The late 1980s then saw the collapse of the Soviet-controlled Communist régimes in eastern Europe, closely followed by the Union of Soviet Socialist Republics itself, toppled by Mikhael Gorbachev’s social and political reforms, with the result that East Germany, Poland, Hungary, Romania, Czechoslovakia and Bulgaria turned westward and opened new car-starved markets to European manufacturers.
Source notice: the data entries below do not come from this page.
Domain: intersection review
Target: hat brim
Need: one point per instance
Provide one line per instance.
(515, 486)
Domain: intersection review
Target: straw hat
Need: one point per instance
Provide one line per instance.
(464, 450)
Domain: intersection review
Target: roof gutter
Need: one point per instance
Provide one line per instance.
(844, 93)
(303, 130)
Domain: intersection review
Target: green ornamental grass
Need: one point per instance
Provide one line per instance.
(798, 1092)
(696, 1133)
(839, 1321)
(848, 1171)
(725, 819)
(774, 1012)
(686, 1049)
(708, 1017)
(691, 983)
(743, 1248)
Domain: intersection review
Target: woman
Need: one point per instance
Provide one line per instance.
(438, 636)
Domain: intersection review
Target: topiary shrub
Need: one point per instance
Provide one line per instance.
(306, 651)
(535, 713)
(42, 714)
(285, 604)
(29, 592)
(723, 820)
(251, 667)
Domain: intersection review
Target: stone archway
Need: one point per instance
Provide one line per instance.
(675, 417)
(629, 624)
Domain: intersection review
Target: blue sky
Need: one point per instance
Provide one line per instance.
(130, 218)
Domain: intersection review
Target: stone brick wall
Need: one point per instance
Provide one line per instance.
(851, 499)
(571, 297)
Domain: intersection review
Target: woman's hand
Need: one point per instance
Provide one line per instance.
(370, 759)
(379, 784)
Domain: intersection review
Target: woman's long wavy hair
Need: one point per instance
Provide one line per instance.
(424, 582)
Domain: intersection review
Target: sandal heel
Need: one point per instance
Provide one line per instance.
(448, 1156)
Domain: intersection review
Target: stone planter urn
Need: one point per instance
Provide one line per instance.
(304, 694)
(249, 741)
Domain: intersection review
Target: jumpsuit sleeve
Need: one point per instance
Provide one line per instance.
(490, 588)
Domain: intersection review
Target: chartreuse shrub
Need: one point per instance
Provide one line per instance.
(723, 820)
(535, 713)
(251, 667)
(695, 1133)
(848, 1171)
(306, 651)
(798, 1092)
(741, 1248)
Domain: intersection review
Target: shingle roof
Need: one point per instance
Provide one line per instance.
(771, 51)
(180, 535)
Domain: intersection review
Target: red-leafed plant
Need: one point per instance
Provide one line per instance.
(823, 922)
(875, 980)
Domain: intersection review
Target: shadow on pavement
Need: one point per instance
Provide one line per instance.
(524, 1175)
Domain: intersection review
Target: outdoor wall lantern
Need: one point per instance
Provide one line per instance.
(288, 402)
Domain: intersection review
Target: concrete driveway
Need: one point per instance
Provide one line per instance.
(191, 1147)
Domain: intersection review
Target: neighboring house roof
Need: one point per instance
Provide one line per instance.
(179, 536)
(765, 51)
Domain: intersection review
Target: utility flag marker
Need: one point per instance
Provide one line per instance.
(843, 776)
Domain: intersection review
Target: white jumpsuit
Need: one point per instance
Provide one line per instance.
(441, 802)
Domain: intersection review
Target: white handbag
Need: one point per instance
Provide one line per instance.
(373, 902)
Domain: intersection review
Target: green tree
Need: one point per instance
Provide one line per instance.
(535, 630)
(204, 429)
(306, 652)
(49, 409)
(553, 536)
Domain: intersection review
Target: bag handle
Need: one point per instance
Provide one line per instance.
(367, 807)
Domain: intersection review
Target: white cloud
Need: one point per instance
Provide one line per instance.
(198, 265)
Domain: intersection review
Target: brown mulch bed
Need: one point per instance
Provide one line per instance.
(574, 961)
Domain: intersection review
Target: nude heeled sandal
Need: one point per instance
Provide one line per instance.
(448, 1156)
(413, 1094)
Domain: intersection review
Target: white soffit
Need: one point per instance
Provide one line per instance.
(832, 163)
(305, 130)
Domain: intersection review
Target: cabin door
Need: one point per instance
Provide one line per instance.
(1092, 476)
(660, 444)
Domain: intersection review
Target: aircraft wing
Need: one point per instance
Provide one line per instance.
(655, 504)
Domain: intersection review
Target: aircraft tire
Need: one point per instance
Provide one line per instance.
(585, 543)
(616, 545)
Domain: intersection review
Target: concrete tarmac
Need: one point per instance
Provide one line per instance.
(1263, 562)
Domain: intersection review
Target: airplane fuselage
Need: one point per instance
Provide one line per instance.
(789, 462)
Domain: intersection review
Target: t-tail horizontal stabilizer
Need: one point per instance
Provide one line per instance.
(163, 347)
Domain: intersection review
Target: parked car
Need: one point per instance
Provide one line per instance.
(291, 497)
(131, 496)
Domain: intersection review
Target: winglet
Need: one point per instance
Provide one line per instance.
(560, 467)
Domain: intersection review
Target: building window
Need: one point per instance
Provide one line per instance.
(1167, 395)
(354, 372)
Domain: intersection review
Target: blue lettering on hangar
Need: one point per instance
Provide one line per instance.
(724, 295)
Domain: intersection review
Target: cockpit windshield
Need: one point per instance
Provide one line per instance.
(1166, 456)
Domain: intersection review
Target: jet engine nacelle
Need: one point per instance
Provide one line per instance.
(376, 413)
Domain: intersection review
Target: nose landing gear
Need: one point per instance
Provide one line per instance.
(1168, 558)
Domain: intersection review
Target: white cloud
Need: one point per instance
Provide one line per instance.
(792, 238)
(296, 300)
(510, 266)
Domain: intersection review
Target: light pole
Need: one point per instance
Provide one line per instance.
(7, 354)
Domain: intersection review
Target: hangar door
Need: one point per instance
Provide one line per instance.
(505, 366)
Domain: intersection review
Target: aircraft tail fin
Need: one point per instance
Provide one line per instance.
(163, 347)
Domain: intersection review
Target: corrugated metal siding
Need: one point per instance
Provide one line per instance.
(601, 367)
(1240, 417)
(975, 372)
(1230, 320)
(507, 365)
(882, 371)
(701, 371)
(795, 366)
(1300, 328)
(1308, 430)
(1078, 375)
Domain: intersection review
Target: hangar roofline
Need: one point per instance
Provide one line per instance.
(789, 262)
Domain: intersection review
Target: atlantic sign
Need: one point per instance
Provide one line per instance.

Fiat had long had an association with Poland, the FSO company making superannuated Fiat models under license, while the new Seicento (1998) was entirely made in Poland. The 100-year story concludes with the introduction of two new models, the ‘world-car’ Fiat Palio, and the extraordinary Multipla, plus what happened when Fiat bought bankrupt Chrysler and formed an association with PSA (Peugeot/Citroen) to create the pan-European car maker Stellantis in 2020.

My last-but-one book, (I had published Berliet, a Brief History in 2023) which was published in 2022, is Hotchkiss, a History. It traces the origins of the Hotchkiss company, founded in France in 1867 as an arms manufacturer by an American, Benjamin Hotchkiss, at the behest of Emperor Napoleon. Hotchkiss, which had precision tooling suitable for gun making, took on machining work from the growing French motor industry and soon began making complete cars and trucks. The company employed a talented artist from Russia, Alex Kow, to provide publicity material and brochures.

Technical details of this book are: A4 format, 208 pages with an average of 2-3 colour or b/w images per page, Image credits, references and a bibliography, plus a full index.

A new book has just been printed, “The SIMCA Story 51 year of cars from 1933 to 1984”. It is in our usual A4 format, with an average of 2-3 colour or b/w images per page. It spans 186 pages with a bibliography, image credits and an Index.